This invention relates to the field of two-way communication between a base station and a number of remote terminal units and, more particularly, to a polling system with increased channel efficiency.
Many types of communications systems are known in which a base station interrogates individual remote stations, the most common method being transmission of one unique address code, followed by a pause in which the base station listens for the addressed unit to respond, then transmitting a second unique address code, pausing, etc. In U.S. Pat. No. 4,251,865 issued Feb. 17, 1981, having the same assignee as the present invention, a polling arrangement was disclosed having two features. First, only those terminal units tagged as "active" are regularly polled. In this context, active is defined as presently transmitting data or processing data, or having done either within a brief preceding period of time; e.g., the previous five minutes. "Inactive"units are also polled, but at much less frequent intervals, and only a few during each polling cycle.

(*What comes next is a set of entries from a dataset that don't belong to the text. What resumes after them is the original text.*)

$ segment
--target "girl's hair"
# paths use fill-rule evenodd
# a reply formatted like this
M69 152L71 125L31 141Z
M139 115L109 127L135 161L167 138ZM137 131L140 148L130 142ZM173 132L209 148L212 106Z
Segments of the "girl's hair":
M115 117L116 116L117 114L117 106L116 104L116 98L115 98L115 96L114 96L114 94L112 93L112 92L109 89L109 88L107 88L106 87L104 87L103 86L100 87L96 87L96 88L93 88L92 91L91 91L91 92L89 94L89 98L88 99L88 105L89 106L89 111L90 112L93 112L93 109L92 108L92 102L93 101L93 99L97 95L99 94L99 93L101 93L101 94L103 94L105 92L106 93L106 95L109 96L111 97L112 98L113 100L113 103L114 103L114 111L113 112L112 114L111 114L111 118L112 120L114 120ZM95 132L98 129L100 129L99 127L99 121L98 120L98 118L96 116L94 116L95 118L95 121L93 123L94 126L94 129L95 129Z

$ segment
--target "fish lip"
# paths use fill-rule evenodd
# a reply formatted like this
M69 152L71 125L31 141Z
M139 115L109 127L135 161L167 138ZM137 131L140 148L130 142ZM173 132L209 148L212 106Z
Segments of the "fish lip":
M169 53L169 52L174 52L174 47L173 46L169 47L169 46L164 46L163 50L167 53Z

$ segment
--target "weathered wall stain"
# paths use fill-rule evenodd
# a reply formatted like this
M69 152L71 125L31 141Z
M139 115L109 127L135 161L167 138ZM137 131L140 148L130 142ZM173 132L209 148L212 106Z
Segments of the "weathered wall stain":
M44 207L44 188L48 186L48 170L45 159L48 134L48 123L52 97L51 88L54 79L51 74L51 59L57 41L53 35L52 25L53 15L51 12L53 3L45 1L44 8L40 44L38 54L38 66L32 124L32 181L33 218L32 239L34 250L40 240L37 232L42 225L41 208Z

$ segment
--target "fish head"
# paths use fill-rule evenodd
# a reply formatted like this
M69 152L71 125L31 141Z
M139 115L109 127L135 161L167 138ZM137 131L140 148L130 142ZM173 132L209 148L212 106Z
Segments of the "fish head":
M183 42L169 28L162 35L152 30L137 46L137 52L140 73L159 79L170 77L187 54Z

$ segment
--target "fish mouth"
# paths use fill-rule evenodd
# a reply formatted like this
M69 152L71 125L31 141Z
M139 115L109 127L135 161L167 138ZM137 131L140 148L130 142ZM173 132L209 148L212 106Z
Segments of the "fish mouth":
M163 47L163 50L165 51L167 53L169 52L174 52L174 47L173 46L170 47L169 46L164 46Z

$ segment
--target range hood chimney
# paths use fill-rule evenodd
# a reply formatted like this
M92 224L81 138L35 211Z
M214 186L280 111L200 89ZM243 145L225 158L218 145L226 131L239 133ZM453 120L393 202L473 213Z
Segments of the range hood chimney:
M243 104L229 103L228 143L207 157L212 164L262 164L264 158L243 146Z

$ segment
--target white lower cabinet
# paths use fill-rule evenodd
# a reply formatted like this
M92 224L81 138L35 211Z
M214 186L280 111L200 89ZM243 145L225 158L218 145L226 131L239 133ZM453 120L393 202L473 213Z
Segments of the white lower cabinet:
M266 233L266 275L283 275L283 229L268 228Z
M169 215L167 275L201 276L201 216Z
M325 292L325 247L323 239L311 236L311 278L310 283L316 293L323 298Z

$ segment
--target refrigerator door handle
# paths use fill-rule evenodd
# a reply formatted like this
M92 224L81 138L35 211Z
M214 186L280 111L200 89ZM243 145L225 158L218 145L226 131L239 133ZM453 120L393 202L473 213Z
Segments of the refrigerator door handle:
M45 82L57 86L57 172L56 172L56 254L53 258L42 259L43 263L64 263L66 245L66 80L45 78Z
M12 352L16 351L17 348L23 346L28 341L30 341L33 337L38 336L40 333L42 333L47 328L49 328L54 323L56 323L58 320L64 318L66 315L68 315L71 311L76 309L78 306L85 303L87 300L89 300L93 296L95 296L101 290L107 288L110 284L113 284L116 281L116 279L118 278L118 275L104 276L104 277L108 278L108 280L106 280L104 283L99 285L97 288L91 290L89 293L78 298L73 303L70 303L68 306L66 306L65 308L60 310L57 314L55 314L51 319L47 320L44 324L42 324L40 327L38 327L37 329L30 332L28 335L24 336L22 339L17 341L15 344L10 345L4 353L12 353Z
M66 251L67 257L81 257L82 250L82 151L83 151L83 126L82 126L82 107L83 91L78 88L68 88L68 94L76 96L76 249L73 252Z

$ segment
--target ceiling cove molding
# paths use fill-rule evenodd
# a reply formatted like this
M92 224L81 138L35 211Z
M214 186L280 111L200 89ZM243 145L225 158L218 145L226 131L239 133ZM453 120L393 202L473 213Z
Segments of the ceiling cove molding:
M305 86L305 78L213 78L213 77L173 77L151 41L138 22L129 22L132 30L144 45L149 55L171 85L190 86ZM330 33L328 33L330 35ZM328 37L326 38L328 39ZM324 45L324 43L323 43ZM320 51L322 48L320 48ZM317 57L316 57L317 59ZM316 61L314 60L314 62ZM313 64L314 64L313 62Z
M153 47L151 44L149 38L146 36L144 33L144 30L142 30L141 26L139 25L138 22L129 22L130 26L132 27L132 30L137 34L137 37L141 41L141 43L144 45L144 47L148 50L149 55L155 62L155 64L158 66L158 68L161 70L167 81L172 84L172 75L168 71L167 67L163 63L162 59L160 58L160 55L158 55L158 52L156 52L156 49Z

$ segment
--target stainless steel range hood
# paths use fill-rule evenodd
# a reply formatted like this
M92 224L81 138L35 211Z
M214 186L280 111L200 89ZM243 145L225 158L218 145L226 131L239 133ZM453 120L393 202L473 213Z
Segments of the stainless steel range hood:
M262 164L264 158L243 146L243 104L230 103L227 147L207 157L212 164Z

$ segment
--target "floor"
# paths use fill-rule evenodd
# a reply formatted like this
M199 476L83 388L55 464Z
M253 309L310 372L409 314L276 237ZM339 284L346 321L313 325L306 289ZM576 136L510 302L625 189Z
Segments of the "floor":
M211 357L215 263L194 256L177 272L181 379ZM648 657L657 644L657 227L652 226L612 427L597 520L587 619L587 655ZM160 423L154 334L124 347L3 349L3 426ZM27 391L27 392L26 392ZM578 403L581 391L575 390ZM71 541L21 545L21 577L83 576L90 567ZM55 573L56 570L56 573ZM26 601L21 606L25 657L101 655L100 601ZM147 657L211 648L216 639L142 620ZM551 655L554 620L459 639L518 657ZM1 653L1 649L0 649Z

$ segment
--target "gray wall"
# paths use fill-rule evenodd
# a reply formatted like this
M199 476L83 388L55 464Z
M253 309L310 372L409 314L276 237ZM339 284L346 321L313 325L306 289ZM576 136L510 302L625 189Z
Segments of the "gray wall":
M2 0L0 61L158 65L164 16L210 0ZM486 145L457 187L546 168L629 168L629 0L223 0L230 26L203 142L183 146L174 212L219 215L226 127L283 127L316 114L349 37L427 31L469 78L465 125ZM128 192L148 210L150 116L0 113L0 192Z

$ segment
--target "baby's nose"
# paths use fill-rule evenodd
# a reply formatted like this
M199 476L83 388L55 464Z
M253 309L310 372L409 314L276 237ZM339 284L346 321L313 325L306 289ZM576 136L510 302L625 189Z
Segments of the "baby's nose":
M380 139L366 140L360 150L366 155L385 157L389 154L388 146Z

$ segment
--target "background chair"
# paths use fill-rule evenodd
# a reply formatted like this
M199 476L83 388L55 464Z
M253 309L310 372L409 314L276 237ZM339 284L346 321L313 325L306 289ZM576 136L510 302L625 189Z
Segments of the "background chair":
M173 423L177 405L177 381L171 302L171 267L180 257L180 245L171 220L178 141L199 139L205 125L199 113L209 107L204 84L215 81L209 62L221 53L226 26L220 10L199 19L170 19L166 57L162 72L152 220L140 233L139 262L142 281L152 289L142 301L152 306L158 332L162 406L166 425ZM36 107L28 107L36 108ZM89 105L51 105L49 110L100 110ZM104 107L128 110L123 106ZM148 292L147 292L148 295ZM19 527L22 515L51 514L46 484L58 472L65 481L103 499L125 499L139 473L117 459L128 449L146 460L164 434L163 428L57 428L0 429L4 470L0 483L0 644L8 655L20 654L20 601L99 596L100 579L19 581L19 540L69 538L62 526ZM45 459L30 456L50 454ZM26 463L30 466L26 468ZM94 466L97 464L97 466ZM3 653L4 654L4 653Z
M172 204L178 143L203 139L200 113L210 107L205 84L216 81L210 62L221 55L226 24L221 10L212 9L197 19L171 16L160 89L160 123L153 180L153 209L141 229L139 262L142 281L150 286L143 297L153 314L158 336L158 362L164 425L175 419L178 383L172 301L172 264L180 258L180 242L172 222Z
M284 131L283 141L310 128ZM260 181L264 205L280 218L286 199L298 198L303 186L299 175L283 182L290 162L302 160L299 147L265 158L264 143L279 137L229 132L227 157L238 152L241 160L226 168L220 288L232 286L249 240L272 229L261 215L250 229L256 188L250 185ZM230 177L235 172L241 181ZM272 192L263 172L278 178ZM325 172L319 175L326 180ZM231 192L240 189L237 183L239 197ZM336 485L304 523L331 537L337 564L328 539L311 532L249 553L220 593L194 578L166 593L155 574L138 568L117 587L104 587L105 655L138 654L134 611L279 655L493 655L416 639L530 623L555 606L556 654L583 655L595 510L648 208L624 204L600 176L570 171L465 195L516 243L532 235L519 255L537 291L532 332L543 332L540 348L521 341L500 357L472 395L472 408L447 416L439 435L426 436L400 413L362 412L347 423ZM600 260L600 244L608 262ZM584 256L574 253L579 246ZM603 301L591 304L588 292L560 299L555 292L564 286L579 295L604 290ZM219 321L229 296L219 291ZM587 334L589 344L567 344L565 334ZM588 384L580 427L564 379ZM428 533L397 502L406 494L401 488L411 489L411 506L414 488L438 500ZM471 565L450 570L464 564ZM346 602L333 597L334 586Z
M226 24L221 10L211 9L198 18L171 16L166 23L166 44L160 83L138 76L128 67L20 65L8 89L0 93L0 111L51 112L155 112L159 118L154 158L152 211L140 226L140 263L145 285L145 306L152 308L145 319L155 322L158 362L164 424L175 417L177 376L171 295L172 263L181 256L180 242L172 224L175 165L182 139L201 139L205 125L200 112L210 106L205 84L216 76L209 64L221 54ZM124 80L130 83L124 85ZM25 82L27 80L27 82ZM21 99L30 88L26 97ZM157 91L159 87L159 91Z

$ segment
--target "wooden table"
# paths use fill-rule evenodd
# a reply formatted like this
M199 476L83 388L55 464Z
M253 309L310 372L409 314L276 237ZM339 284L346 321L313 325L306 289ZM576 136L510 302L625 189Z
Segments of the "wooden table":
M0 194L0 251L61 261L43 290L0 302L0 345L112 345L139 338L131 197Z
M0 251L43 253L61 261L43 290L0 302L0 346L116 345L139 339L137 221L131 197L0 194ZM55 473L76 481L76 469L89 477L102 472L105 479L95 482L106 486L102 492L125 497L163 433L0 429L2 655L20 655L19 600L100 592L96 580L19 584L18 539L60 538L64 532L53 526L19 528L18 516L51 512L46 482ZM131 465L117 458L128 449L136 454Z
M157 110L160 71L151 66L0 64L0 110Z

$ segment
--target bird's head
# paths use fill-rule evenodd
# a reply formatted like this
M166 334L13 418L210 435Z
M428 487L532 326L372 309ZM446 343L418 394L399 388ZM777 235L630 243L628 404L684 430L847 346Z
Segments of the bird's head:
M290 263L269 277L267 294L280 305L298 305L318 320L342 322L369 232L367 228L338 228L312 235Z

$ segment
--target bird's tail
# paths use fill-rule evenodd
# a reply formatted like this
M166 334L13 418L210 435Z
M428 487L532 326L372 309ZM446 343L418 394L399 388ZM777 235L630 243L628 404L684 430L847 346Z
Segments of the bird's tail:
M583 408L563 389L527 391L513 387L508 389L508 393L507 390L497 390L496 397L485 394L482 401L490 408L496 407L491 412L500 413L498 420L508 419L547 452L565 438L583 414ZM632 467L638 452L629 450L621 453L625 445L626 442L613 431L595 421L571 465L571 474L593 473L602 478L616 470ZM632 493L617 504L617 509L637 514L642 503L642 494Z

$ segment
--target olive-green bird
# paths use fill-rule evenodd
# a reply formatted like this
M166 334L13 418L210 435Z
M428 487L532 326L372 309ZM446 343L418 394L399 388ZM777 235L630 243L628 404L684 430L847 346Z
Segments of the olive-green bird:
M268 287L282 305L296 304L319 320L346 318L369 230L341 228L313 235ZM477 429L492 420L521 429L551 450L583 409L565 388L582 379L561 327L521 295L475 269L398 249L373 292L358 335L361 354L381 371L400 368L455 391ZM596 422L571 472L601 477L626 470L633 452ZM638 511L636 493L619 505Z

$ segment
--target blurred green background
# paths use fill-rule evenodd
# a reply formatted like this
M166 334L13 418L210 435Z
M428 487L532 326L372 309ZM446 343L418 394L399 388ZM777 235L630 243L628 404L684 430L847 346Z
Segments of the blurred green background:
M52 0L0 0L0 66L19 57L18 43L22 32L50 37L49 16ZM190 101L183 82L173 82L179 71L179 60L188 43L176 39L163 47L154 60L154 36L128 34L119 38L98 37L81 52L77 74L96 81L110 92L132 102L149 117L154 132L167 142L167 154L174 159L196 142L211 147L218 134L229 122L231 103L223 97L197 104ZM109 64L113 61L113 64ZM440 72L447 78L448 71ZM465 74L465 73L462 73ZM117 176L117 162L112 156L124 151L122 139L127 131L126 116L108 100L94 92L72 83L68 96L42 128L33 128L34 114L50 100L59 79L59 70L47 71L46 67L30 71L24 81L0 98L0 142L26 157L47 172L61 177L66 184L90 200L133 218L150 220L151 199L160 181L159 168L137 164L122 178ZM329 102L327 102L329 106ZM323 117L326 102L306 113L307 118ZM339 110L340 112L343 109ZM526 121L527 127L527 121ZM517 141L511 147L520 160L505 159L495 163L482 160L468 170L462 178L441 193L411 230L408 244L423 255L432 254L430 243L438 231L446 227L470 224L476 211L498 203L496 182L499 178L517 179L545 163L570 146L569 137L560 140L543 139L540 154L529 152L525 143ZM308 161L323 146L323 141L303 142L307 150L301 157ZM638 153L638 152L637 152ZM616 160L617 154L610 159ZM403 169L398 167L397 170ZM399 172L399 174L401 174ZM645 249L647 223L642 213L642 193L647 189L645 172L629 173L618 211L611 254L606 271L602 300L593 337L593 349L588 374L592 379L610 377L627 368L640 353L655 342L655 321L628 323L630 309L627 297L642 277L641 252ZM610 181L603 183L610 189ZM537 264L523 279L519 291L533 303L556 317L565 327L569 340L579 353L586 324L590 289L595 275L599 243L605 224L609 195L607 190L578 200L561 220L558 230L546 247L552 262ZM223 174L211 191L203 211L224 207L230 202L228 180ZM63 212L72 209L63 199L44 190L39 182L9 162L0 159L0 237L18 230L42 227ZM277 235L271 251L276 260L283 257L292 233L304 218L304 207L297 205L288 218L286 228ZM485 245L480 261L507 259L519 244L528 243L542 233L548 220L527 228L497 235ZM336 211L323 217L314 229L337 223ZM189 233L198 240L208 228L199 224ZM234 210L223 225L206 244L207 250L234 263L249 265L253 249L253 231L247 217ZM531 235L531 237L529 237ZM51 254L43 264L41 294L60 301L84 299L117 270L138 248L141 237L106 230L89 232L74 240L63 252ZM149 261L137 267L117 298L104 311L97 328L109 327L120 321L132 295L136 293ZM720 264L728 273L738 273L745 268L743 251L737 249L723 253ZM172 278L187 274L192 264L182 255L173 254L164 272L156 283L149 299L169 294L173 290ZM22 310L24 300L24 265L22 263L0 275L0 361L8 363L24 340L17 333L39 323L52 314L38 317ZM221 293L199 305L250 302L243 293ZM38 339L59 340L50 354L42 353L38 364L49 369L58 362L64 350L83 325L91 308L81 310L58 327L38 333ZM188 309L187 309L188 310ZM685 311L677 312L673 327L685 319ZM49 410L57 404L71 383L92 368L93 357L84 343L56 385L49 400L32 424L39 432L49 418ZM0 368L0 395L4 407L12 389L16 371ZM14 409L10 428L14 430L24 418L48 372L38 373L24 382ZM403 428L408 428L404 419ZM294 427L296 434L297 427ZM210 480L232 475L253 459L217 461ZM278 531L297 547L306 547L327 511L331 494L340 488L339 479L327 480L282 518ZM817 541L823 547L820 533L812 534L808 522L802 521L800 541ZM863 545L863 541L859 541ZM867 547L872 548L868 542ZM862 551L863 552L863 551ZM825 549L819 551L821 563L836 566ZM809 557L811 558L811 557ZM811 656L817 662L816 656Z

Even in this system, many address codes are transmitted which are not responded to.
As to the second feature of the copending application, each remote terminal having data to transmit would immediately respond with the address code of the base station. When the base station received and detected its address code, it immediately aborted the address code it was transmitting at that time and waited until the responding unit's message was complete before resuming the polling sequence with the aborted code. The repsonding unit was identified by the address code immediately preceding the aborted code. Neither base nor terminals used duplex operation.